I also use Cognitive Behavioural Therapy. First, the recognition that every thought and every word I speak, think or write is a story. Second, taking a step back and detaching from the story. Third, changing the narrative (re-writing the story).


I am a storyteller. The mania, the psychosis, the depression, they are all stories yet extremely powerful ones… Our minds - our stories - are capable of caging us in terrible nightmares. I’m not saying there aren’t people who are legitimately living in terrible nightmares. A lot actually seem to be… Trauma is different than stories I’ve found, too. Trauma hijacks me, reverting me to an age in which the trauma occurred. Sometimes I’m a terrified 5 year old hiding under her bed while other times I revert to my teenage self, who was just as scared but wore it as anger.

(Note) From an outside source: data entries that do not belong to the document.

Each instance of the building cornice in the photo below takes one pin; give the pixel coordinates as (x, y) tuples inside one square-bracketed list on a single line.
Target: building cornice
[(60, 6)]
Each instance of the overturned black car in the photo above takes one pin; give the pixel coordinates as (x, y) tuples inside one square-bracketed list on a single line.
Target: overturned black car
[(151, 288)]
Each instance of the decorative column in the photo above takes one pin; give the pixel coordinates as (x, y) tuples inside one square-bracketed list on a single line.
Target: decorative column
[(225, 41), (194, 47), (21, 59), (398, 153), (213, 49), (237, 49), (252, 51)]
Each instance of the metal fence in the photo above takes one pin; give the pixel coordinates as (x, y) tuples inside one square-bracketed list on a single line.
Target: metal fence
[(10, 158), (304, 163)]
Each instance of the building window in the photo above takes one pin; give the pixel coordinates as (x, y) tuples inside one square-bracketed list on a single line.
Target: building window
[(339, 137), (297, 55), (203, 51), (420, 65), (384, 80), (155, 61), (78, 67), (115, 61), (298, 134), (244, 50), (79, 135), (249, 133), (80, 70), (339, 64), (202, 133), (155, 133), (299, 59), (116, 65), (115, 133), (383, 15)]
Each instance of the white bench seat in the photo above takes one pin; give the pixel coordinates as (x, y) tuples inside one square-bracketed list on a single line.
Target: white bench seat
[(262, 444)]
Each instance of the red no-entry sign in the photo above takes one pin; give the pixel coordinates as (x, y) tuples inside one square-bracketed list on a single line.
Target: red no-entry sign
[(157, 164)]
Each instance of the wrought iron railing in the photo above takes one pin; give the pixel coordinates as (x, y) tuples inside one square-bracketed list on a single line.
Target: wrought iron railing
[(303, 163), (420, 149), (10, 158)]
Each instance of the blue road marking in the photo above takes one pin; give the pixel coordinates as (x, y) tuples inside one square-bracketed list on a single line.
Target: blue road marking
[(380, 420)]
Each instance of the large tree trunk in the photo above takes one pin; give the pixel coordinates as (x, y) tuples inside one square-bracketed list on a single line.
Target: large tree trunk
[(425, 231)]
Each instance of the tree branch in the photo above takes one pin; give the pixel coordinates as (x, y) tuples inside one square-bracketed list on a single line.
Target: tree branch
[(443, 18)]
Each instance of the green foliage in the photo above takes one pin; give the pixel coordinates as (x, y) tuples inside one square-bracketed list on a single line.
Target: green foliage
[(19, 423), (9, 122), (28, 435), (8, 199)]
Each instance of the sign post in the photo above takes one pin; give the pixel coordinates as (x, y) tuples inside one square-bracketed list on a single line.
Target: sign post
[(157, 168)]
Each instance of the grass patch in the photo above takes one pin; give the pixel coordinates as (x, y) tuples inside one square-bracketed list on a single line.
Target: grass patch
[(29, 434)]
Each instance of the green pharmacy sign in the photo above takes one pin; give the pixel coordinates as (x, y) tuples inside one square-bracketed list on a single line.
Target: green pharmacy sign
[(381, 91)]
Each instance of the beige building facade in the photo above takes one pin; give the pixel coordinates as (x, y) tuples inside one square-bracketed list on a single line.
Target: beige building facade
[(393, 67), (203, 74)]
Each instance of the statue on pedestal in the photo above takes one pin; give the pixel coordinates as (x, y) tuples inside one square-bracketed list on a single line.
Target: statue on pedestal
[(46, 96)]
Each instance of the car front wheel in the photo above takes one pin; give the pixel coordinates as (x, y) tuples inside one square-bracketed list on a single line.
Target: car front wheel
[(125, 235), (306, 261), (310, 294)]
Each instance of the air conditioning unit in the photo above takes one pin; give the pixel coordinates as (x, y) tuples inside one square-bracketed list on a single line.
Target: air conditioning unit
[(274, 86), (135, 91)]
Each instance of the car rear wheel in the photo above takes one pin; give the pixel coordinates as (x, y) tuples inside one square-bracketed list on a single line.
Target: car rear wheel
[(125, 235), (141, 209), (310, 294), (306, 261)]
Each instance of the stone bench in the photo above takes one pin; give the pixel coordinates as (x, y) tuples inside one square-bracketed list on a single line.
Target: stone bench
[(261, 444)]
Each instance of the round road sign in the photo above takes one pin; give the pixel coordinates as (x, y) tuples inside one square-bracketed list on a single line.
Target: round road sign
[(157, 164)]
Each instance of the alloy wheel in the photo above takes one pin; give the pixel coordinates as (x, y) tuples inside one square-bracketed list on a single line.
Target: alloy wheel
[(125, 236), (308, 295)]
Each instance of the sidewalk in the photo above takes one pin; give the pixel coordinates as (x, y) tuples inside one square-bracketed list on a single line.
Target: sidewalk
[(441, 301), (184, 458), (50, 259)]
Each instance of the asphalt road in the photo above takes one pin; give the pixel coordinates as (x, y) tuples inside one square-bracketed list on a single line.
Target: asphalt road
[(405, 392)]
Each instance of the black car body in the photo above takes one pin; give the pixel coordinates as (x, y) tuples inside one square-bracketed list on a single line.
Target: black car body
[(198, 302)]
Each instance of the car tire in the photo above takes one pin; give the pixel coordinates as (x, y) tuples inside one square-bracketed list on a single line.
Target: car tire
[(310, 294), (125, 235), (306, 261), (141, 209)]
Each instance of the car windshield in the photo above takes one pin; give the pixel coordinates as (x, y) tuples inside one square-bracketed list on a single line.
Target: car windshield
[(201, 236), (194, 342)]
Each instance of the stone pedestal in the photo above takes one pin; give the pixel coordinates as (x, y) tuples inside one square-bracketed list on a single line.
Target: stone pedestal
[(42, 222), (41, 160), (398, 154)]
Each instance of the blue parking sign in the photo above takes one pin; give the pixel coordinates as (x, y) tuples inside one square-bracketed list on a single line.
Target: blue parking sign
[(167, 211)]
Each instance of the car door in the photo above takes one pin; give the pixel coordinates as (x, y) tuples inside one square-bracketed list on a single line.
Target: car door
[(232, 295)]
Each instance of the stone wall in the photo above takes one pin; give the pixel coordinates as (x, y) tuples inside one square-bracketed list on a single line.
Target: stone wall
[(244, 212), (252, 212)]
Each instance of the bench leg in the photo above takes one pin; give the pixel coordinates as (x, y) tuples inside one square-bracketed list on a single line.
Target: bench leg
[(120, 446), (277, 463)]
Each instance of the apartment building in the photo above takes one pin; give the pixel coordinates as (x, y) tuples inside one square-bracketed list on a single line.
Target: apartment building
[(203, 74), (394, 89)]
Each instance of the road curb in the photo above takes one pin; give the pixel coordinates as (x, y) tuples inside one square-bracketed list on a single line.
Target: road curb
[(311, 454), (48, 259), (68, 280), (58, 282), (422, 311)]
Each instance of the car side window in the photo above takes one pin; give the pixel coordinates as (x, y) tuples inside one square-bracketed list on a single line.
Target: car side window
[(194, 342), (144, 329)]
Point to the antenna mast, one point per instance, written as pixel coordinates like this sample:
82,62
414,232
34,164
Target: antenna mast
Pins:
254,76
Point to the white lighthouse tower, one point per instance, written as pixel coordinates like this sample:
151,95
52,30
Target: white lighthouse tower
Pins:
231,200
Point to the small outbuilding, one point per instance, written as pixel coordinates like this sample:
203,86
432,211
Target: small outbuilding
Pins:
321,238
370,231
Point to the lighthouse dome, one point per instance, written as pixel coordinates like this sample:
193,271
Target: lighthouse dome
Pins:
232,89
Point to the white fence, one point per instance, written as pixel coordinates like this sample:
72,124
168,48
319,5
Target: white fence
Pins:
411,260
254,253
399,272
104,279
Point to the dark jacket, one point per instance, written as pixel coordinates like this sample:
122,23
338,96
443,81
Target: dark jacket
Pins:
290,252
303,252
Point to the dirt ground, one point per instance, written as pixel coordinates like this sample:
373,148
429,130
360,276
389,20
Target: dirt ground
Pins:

“Anger is just sad’s bodyguard.” - Liza Palmer


Trauma and emotional pain lead to addiction. That’s the thing. We’re having an Opioid crisis because our society is in pain and people are turning to substances to cope. Following the Core Four has been a rude awakening for me as the more vices I removed (Cigarettes, Alcohol, Refined Sugars) suddenly the Trauma was exploding like a minefield because there was nothing to drown it with. I had to face it. I’m still facing it. I still have trauma that emerges and when it does I turn it into writing and drawings - like I’ve always done.


I decided sometime back that I was going on a journey and I still am, but I won’t be venturing too far from home… This journey doesn’t require it.


As I type, I realize this journey too is alas just another story… And an unwritten one at that. ;)


I return my attention to the clicking of my keyboard, to the comfort of the couch beneath me, the sound of the furnace coming on, the new warmth spreading into the room and the sound of soft rock coming through my speakers. Yes, I am back. Back in my house, in this room, in the ‘Now’. I am back from the stories (for the moment).